OPEC Secretary-General Alvaro Silva said on Friday there was plenty of supply in world markets, and feared a glut of oil over the next few months.

"Even with the cessation of Iraqi exports and the temporary oil output reduction in Nigeria there is still plenty of oil on the market," Silva told reporters in Vienna.

The closure for nearly a week by oil companies operating in Nigeria's western Delta region of 37 per cent of the country's output has underpinned this week's price gains.

The announcement on Friday of a general strike by Nigeria's main union from April 1 risks creating further unrest as the OPEC nation gears up for presidential and local polls due to start April 12.

Nigerian crude produces a high yield of gasoline making it an ideal grade for US refiners now looking to crank up output to meet peak summer holiday motoring demand.

US gasoline stocks are eight per cent lower than a year ago and US crude stocks are 17 per cent down on the year, US government figures released this week showed.

Oil multinationals Shell and ChevronTexaco said they were unwilling to resume production of 800,000 bpd after ethnic clashes forced evacuations of staff earlier this week.

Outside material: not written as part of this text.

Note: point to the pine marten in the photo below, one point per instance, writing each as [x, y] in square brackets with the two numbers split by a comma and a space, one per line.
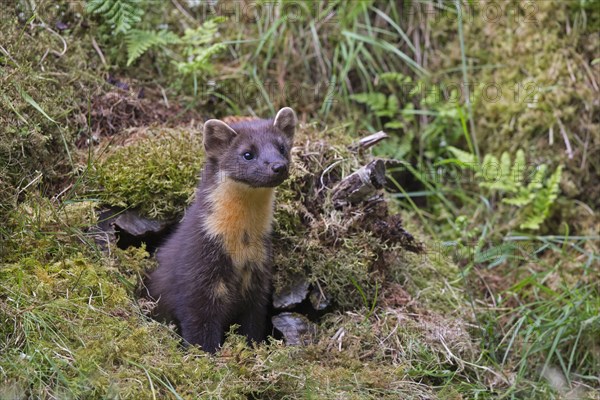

"We are still looking for a number of assurances that it is safe to go back," said ChevronTexaco spokesman Andy Norman. "It is down to the government and security forces to provide the assurances we need to return."

Troop reinforcements sent to the region have raised fears of a military offensive against Ijaw militants, who are threatening to blow up oil installations in areas they control.